While work from home spells disaster for some, for others it is a boon in disguise. Illustration courtesy Freepik


Prachi Panda wakes up early which means she also starts work early. With no lunch buddy, saving on travel time, not having to don the business look, her experiment in the first week of WFH found her so much in the flow, that she worked all the way, from 8 am through nearly dinner time. It took her three straight days to realise that she hadn’t taken breaks and not had enough water. Now her calendar includes breaks to ensure that health is not compromised. 

it was a charming arrangement of having their very own co-working space, as Prachi and her husband alternated between the two locations of their bedroom and the dining table. Soon, their strained backs and sore necks led them to invest in a workstation and an ergonomic chair. Cracking the comfort code to ensure productivity is a WFH essential. 

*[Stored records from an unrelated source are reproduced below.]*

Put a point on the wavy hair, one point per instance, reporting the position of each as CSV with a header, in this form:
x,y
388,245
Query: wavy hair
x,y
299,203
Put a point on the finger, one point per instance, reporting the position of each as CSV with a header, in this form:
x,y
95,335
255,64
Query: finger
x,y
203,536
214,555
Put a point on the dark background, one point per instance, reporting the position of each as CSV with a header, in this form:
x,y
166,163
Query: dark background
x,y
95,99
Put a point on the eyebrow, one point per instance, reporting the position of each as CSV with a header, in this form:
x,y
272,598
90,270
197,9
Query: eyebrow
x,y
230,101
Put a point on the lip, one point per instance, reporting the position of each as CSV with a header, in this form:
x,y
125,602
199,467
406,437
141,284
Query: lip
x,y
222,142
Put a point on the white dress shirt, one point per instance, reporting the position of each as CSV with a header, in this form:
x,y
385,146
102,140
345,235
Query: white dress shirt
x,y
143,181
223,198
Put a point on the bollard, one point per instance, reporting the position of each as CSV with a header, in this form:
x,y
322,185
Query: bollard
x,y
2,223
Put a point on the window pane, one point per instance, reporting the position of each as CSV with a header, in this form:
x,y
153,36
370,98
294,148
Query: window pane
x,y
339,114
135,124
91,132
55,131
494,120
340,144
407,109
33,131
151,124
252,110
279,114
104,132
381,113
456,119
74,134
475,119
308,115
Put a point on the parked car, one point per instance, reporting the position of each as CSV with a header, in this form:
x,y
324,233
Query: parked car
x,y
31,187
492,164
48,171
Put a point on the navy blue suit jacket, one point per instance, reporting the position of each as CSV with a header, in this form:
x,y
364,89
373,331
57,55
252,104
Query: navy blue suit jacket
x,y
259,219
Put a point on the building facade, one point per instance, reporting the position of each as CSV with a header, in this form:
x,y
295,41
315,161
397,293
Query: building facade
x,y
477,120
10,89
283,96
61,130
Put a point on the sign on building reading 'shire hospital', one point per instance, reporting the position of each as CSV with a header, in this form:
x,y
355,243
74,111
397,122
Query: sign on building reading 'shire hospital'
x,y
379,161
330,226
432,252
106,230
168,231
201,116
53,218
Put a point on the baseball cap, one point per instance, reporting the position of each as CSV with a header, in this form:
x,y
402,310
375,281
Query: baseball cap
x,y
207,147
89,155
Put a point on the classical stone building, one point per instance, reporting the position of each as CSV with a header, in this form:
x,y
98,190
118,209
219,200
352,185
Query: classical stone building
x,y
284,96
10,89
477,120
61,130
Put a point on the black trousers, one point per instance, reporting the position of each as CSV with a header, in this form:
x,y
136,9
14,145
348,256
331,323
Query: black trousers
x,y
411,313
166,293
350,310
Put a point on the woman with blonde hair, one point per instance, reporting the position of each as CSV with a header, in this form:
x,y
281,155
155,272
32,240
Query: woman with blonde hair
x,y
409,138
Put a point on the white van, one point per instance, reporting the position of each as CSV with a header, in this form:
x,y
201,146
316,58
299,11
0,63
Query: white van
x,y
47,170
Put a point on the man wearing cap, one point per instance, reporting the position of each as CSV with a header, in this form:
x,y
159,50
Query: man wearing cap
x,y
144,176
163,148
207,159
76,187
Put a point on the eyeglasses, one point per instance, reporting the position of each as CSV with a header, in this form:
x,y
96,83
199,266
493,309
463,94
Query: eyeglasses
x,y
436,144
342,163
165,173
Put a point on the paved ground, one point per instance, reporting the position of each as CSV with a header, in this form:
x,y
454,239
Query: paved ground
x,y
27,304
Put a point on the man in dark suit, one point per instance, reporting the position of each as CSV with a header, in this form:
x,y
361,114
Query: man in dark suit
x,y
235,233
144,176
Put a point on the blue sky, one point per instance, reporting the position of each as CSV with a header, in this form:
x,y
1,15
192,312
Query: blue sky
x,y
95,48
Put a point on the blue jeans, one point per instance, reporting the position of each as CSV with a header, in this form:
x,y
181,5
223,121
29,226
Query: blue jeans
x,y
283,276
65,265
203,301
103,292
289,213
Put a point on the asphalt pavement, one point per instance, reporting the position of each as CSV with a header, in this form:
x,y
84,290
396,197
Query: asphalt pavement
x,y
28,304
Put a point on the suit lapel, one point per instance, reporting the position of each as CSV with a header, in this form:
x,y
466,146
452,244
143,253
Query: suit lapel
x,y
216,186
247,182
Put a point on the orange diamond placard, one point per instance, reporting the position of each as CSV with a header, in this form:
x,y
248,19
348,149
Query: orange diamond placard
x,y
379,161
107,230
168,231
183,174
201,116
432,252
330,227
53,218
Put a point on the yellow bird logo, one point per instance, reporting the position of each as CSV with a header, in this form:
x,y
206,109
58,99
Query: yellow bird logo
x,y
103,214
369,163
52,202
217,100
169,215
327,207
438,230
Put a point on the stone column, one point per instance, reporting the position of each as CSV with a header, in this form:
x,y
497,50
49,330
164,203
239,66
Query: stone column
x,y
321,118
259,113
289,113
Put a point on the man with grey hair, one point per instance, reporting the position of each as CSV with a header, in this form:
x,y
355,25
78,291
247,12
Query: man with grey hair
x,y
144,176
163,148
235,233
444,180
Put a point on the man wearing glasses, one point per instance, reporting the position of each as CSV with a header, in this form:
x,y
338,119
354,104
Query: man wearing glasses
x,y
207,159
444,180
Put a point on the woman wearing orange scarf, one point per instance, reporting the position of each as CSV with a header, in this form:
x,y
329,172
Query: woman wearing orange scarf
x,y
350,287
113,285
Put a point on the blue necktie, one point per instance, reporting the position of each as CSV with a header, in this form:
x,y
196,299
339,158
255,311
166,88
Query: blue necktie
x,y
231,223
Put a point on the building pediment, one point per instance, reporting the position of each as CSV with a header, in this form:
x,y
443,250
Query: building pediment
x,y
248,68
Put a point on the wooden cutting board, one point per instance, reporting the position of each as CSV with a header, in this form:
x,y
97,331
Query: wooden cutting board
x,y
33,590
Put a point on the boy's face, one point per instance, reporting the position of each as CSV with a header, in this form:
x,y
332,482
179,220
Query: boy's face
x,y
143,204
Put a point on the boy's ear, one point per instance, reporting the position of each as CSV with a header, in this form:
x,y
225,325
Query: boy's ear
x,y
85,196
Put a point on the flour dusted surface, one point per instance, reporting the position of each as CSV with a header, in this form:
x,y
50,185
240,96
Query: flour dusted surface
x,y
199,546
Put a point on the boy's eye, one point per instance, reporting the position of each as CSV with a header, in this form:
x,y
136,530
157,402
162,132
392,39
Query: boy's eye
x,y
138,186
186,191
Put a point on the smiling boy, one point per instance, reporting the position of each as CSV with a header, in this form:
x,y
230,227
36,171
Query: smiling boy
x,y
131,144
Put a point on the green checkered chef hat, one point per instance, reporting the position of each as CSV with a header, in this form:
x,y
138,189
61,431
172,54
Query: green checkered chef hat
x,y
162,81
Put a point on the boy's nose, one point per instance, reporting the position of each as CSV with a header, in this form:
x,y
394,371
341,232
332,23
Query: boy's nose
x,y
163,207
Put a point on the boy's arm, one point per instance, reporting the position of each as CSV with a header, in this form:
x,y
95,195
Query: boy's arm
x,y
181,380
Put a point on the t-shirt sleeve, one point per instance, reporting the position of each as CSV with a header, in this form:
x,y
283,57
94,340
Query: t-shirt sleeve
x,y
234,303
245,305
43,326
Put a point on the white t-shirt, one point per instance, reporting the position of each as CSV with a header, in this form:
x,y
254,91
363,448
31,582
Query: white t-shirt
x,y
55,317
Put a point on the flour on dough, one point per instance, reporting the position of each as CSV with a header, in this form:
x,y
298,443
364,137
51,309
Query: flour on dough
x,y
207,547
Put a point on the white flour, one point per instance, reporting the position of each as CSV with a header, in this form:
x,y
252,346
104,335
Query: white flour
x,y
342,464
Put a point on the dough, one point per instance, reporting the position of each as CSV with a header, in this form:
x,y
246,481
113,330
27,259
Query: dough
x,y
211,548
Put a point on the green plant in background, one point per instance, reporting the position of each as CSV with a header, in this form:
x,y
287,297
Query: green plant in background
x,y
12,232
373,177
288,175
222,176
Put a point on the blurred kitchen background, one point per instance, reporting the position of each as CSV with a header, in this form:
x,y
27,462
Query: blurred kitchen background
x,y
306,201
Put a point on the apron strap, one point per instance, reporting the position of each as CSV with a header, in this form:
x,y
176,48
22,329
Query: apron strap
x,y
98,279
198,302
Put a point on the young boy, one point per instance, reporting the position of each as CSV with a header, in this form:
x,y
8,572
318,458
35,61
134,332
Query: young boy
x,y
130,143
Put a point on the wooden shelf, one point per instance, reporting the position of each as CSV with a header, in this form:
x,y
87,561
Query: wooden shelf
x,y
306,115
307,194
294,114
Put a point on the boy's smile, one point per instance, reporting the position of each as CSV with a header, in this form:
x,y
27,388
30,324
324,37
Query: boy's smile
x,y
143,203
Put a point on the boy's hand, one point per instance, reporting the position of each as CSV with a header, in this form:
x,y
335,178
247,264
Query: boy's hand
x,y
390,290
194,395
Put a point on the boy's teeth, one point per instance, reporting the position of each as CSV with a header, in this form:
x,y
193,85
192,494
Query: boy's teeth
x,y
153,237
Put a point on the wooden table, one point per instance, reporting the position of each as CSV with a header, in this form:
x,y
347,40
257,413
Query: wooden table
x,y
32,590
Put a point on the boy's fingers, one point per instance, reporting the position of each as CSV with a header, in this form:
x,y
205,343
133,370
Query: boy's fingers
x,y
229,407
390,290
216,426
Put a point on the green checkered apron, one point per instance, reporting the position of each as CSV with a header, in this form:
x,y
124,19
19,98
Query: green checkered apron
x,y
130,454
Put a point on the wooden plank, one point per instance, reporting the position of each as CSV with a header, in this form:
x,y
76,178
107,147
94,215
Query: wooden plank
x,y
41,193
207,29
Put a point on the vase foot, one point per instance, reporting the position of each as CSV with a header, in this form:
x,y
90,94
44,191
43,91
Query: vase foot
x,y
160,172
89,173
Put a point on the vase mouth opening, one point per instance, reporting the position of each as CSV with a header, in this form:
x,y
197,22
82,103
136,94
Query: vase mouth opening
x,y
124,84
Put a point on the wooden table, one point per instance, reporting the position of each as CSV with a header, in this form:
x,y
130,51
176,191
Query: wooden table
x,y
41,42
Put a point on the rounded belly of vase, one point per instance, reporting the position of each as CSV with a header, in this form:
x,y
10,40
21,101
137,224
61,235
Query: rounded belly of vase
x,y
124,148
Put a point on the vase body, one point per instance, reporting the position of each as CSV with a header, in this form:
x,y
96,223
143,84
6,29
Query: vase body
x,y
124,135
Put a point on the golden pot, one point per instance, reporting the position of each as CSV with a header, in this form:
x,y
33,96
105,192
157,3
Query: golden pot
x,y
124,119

With the dining table now elevated to the study, where she works alongside her husband and partner, Deepa Soman is operating just as she was, pre-COVID-19. Running her own business, located close to her home, she is able to accommodate WFH rather seamlessly. Being physically outside of an office means fewer interruptions on her time, allowing her the bandwidth to think strategically, rather than being overrun by everyday operational issues.

The efficiency and streamlined functioning of an office system facilitates productivity and creativity. This may seem counterintuitive to a mind that is creative and original, but it makes sense when you think about it. 

Even the most ingenious minds appreciate an external, organised space to channelise their wild ideas. On the other hand, what happens to those who best perform in a structured and organised set-up, and now have to pivot to self-create a defined routine for themselves in their own homes? How does it work for them, then? 

Shower, get dressed, in something other than your sleeping clothes, though maybe not office garb. Who better can suggest other than Barbara Zepp Larson, who studies virtual working at Northeastern University, Boston? And to make WFH sustainable, form a WFH routine for or with your kids and partner, she offers. 

Discipline scores high on WFH from get go. Filter chatter, censor Netflix, rationalise social media. Add music, exercise and functional breaks. WFH is home. To stay.